Smashing Open the National Character Reserve Fund

"Time and again you have proved you can overcome adversity. And this time you do not face the challenges alone. Europe stands by you" – Olli Rehn, 9 November 2010.

Mr Ajai Chopra (pictured), IMF Mission Chief to Ireland, left the country the other day with a parting flourish. RTE's David Murphy asked him if Irish people ought to be fearful of the IMF. Chopra responded that the IMF's role is like that of a firefighter when a house is on fire or a doctor when a patient is sick. This is fortunate indeed, since the conditions of the IMF loan will mean cutbacks to both the fire service and the health service. When Murphy asked him – weirdly, as though he was auditioning for the Late Late Show – how he had found the Irish people, Chopra declared that the "pluck of the Irish" was coming out in the crisis.

Odd, no? If you go to the IMF site and browse its documentation, there's scant mention of how national character affects economic activity. There's nothing , for instance, like 'the Irish structural deficit is expected to decline to 8.5 percent of GDP in 2010 but this may rise to 8.75 percent if Ireland's pluck dissipates due to its people getting bogged down in naysaying'. Nor is there anything like 'regrettably, the effectiveness of internal devaluation measures, forcing down wages and forcing up unemployment, is threatened by a distinct lack of pluck on the part of workers'.

People might be used to hearing national politicians like Brian Cowen make umpteen declarations about how "we are a smart, resilient and proud people" but when even unelected technocrats (Chopra's own description is civil servant: answers on a postcard about which government he serves) like Mr Chopra, or Oli Rehn ("You are smart and stubborn people") cannot help but draw out key national characteristics, we might be wise to ask if something strange is happening.

To be sure, there is a lot of this national character-boosting about. As the chronicle of the EC-ECB-IMF bailout was foretold, the Irish Times ran a feature on Great Things about Ireland. The Evening Herald's editorial declared "We are a resilient people with a proven strength for working through dark clouds to find the silver lining." Not only that, but "as a nation we can overcome any obstacle eventually".
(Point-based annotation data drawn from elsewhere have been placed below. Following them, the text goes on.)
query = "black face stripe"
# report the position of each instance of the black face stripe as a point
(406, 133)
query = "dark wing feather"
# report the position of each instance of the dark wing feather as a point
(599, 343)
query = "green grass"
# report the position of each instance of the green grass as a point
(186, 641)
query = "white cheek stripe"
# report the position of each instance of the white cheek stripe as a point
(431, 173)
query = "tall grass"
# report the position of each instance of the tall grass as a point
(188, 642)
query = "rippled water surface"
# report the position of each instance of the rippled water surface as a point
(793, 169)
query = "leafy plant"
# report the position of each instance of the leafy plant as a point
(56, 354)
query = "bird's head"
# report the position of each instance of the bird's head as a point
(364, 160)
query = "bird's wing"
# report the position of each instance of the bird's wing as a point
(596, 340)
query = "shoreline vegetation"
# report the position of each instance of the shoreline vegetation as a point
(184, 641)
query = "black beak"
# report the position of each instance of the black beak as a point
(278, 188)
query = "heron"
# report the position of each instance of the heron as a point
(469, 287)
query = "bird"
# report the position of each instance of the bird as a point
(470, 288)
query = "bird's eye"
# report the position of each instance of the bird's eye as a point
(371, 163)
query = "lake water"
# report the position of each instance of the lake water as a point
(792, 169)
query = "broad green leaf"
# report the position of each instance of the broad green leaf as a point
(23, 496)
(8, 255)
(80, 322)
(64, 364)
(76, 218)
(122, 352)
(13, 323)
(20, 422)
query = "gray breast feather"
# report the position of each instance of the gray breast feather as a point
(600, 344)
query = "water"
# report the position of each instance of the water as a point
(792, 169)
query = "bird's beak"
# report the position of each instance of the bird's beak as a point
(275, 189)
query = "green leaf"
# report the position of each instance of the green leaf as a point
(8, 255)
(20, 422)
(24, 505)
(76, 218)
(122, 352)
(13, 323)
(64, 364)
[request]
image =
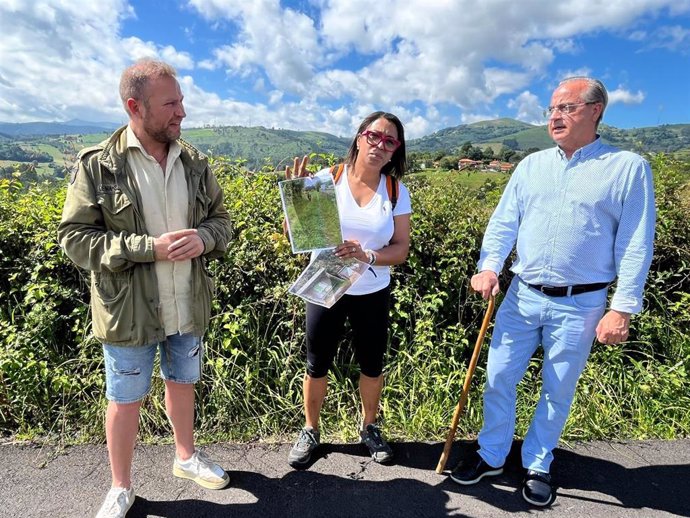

Perhaps the oddest instance of this sticking one's chest out and hoping for the best came from Minister Batt O'Keeffe, who likened negotiations between the Irish government and its 'partners' to a game of poker. The Irish government had taken on the mantle of The Gambler in the Kenny Rogers song: it was a matter of knowing when to hold 'em and when to fold 'em. When the government folded a week later, shovelling the contents of the National Pension Reserve Fund into the state's banking furnaces, it was The Coward of The County's 'twenty years of crawlin' that seemed more appropriate.

Where's all this 'Yes We Can – Because We're Great' positivity coming from? One possibility is from what has been described as "Scheherazade's strategy". Storytelling – Bewitching the Modern Mind by Christian Salmon, picks up on Karl Rove's use of the strategy in the mid-term elections of November 2006 in the United States, when George Bush's ratings were at an all-time low. Salmon writes, citing Ira Chernus, professor of Religious Studies at the University of Colorado that the principle behind Scheherazade's strategy is simple: "When policy dooms you, start telling stories-stories so fabulous, so gripping, so spell-binding that the king (or in this case, the American citizen who theoretically rules our country) forgets all about a lethal policy...The Scheherazade policy...plays on the insecurity of Americans who feel that their lives are out of control."

Should the Irish population fail to wrest control of its destiny from unelected technocrats and wealthy bondholders, the fabulous stories about how great we all are will only multiply.